Pugh, who was charged with federal conspiracy, tax evasion, and fraud in February, was sentenced to three years in a medium-security penitentiary in Aliceville, Alabama.

In addition, the corrupt lawmaker is to serve three additional years of supervised probation, as well as pay a multitude of fines. She was to report for her upcoming prison sentence on April 13, 2020.

But now, after citing being “adversely affected” by the ongoing virus and the stress it is putting both on the economy and the judicial system, she gets to wait 60 days.

According to the CBS Baltimore, “Former Baltimore Mayor Catherine Pugh was granted a 60-day extension for the date that she must report to prison in Alabama. Pugh, who pleaded guilty to tax evasion and fraud in the Healthy Holly children’s book scandal, asked for the delay so that she can ‘resolve’ her state perjury charge as the coronavirus pandemic has led to the closure of courts… Pugh had asked for another delay because she’s been ‘adversely affected’ by the COVID-19 pandemic. Her perjury court date was moved to May 14.”

The former mayor and author of children’s book “Healthy Holly” was accused of selling the books to nonprofit organizations in exchange for political favors and career advancement. This scheme supposedly lasted for several years.

According to authorities, the University of Maryland Medical System (UMMS), where she was a member of the board, paid her $500,000 for 100,000 copies of her book. Kaiser Permanente, a health care provider that she rewarded with $48 million city contract later, also bought a vast number of the book, paying Pugh about $114,000.

When allegations of the questionable sales came forward, Pugh took an indefinite leave of absence, claiming health issues, only to resign a month later after being taken to court over her affinity for corruption. In November, she pled guilty to the charges of tax evasion and federal conspiracy and subsequently given her sentence in late February.

However, Pugh has also been charged with perjury against the state of Maryland, which could add years to her sentence, if found guilty. The court date for this separate case was supposed to happen before she officially went to prison. But because of multiple delays in the judicial system at this time, that date has been moved back several times. As of right now, it is scheduled for May 14.

And this is, in part, why Pugh’s defense attorney Andrew White wrote to the court, asking for the 60-day extension.

White wrote, “to require the Defendant (Pugh) to surrender to BOP custody in Alabama, only to then have to be immediately returned to Maryland for the final adjudication of her state law charges, serves no legitimate purpose, unduly burdens the United States Marshals Service in having to unnecessarily transport the Defendant back to Maryland, could cause undue delays in the state court proceedings and frustrates the Defendant’s access to BOP programs that she can benefit from while serving her sentence in a designated facility.”

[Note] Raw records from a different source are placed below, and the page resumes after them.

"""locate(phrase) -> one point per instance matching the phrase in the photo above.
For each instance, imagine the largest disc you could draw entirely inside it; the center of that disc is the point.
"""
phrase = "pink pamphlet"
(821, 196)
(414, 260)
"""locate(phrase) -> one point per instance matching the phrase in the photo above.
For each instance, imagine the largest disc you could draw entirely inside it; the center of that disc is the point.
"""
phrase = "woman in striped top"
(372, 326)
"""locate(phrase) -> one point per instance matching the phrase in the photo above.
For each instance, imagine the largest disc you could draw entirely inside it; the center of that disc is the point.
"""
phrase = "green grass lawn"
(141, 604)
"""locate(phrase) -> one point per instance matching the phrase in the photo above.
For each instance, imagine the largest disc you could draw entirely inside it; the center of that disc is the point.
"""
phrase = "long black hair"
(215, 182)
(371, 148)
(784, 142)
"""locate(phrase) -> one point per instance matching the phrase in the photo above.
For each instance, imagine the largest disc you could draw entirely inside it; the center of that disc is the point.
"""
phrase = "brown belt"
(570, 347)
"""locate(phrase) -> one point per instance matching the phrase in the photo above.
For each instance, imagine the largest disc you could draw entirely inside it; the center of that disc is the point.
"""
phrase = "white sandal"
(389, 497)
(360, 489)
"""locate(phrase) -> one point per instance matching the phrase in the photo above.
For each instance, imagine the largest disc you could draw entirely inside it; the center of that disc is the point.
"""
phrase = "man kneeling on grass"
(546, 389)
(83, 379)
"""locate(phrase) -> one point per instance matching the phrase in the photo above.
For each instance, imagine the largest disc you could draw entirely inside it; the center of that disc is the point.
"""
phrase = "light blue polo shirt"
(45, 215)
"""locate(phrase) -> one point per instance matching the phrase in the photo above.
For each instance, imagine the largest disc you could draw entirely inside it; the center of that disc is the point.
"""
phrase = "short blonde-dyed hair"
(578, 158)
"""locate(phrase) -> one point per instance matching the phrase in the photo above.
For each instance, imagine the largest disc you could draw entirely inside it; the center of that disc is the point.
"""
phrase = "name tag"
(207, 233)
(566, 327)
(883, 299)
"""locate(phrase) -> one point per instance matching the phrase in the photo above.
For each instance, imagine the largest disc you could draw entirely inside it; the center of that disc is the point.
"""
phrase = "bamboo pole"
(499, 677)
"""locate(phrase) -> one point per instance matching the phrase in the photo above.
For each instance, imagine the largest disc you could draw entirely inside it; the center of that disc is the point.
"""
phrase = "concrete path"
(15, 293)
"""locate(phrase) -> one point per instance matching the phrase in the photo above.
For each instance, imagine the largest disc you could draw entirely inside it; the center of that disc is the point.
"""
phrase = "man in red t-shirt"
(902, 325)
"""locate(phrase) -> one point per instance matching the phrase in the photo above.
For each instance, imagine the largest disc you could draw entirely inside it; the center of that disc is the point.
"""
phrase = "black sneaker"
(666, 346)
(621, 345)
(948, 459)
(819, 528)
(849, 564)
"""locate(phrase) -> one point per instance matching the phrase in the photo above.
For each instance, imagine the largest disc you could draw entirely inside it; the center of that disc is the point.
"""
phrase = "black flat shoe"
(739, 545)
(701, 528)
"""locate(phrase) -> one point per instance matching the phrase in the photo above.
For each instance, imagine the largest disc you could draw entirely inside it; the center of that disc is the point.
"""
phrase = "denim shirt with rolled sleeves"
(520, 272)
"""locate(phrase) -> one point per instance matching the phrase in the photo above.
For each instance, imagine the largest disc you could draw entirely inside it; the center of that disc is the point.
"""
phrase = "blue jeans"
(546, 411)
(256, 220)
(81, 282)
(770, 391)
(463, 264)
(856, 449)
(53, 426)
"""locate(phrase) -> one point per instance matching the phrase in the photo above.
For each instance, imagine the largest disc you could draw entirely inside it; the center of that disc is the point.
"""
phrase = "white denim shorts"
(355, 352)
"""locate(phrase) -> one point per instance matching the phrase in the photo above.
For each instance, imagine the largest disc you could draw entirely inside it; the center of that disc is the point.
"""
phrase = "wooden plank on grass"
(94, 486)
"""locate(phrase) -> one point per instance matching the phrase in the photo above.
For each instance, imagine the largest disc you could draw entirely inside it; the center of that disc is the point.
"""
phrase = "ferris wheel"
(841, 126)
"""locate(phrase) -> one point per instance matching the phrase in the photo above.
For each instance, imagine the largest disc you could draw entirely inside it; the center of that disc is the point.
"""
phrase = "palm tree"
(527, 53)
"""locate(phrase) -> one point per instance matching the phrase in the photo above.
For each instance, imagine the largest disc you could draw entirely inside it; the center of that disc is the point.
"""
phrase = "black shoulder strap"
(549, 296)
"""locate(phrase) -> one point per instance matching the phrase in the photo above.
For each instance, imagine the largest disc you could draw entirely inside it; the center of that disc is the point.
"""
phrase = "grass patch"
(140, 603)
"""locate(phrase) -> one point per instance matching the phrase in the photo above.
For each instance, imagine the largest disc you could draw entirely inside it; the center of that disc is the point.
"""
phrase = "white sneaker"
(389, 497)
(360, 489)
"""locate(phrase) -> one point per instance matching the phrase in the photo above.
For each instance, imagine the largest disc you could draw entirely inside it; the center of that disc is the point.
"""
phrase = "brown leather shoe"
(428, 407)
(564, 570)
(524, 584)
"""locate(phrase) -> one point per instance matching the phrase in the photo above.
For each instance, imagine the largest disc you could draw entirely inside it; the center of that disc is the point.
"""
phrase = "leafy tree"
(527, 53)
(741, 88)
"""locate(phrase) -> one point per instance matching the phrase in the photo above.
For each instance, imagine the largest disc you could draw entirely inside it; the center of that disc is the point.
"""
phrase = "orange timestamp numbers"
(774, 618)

Additionally, White propositioned that Pugh is reassigned to a prison in Alderson, West Virginia, instead of the one in Alabama. He argues that under President Trump’s First Step Act, prisoners are to be placed in facilities that are as close as possible to their place of residence. And since the Aliceville, Alabama prison is some 850 miles from Baltimore, White says Pugh shouldn’t go there.

This extension will give the court time to decide on this possible change.

In addition, it is rumored that this may also enable the corrupt lawmaker to make good use of her extra time by giving up her former colleagues and other members of the UMMS who, like Pugh, might not be as legit as they claim.

After all, if she cooperates and gives some good intel on the situation, she might be able to get a reduced sentence or something.